風の魔術で全身を切り裂かれ、細剣で体を貫かれた体は満身創痍とすら言えない瀕死の状態だ。もはや、青年が地面に転がった回数は数えるのも面倒な程。だが、その度に青年は立ち上がり、女に潰された。青年を殺そうと思えば女は赤子の手を捻る様に容易く殺せるだろう。しかし、女は青年を殺さなかった。


まるで、何かを測るように、

何処まで行けるのかを確かめるように女は青年を攻撃し続けた。


「さて、イズミ。君は何故立つんだい。君は間違いなく死ぬ、それだけの傷は与えているからね。だから、もう眠ってもいいんだ。そんなに苦しむ必要は全く無いんだよ」


「い、ち秒でもな、がく生きれば、なに、かおき、るかも知れない」


口に溜まった血と疲労が、青年の言葉を途切れさせる。

むしろ、意識を保ち女の言葉に返せるだけでも驚愕に値するだろう。事実、女は感動に近い感情を覚えていた。
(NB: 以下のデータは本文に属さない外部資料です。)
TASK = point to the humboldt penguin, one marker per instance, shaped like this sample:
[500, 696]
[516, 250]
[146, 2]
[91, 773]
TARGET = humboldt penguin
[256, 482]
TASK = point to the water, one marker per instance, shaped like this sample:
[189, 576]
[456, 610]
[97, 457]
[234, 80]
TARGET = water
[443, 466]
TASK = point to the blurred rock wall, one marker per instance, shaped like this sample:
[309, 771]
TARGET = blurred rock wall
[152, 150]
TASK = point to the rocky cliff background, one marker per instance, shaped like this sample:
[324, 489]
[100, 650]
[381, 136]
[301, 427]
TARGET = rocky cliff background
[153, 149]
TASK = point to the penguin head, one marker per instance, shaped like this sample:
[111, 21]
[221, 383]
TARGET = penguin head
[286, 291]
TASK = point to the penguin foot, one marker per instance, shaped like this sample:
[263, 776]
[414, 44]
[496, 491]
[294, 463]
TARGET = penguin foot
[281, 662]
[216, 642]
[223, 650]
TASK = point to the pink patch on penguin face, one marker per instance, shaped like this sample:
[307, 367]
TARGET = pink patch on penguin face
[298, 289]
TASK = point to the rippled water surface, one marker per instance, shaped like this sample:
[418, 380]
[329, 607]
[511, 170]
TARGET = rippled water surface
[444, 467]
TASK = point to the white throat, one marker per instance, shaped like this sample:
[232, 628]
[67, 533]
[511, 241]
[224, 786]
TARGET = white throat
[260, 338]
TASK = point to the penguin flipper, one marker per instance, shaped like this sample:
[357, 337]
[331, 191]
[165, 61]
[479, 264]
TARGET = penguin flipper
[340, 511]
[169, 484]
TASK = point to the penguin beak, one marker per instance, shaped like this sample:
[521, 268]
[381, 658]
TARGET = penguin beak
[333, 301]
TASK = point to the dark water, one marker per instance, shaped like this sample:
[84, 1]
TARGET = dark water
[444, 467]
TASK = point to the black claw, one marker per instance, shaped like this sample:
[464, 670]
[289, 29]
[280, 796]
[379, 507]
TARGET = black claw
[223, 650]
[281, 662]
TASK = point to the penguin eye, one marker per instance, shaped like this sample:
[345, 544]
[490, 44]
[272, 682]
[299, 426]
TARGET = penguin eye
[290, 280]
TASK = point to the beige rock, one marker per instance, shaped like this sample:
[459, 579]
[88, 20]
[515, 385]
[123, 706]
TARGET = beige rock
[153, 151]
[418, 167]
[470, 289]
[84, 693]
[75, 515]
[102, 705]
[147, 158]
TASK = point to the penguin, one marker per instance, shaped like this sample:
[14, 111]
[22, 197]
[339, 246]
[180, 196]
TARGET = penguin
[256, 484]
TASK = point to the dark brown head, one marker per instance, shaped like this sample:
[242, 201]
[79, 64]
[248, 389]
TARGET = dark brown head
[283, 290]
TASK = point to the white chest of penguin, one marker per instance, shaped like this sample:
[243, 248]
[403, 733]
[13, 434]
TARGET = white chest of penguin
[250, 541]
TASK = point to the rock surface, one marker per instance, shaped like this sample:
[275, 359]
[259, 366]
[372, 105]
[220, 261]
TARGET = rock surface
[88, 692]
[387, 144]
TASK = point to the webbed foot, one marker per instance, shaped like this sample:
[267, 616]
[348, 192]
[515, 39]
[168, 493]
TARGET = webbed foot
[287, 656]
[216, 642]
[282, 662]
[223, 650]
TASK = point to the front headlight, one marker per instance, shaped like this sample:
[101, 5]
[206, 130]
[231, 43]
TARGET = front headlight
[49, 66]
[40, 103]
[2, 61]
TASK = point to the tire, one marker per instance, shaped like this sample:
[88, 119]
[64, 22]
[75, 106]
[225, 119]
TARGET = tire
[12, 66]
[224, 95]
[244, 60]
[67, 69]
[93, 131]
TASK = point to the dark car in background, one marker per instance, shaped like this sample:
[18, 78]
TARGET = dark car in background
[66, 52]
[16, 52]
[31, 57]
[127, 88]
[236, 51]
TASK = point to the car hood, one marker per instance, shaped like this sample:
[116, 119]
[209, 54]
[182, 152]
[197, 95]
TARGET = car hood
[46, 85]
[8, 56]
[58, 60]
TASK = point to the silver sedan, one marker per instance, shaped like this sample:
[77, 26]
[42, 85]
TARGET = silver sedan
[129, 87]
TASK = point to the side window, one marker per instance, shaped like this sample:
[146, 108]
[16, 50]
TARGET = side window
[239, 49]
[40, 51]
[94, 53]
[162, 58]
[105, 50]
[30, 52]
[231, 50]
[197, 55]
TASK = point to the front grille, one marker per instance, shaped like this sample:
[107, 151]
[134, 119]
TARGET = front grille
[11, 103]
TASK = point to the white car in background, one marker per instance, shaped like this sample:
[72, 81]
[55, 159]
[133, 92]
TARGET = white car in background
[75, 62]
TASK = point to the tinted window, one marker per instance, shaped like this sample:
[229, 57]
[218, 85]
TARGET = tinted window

最初に浴びせた魔術からの再建もそうだが、絶望に近い現状ですら眼から光は消えて居ない。


青年も判って居る筈だ。

力の差を、打開出来る策が何も無い事も。だが、それでも尚青年は諦めない。その意志の強さ精神力だけで言えば青年は一流と言える。けれど、それだけでは足りないのだ。根性だけでは、弱肉強食の世界であの子と共に生きる事は出来ない。


「大した夢想だね」


風が舞う。

それは容易く青年を弾き飛ばすと地面を舐めさせる。それが、何度も何度も繰り返される。倒れ、起きて、倒れ、起きて、また倒れて。もはや、地面ですら青年の血によって赤に染まっていた。


女が青年に近づき、身体を切り裂く。

細剣が青年の体を通り抜けたその瞬間、とうとう、青年の眼から光が消えた。前のめりに地面に倒れていく。どさりと、物体が落ちる音がした。意志の光が消えた以上、立ち上がる事は二度とない。


「がんば、れ、負、けんな、ちか、らの限、り生きて、やれ」


ぼそりと青年は何かを呟いた様だが、女は気にも掛けなかった。




女は失望を隠さずに嘆息した。

希望が大きかっただけに、その失望の幅も大きかった。青年が女の琴線を震わすには、後一歩何かが足りなかった。それはきっと小さなモノ。けれどきっと大きなモノ。その一歩に青年は届かなかった。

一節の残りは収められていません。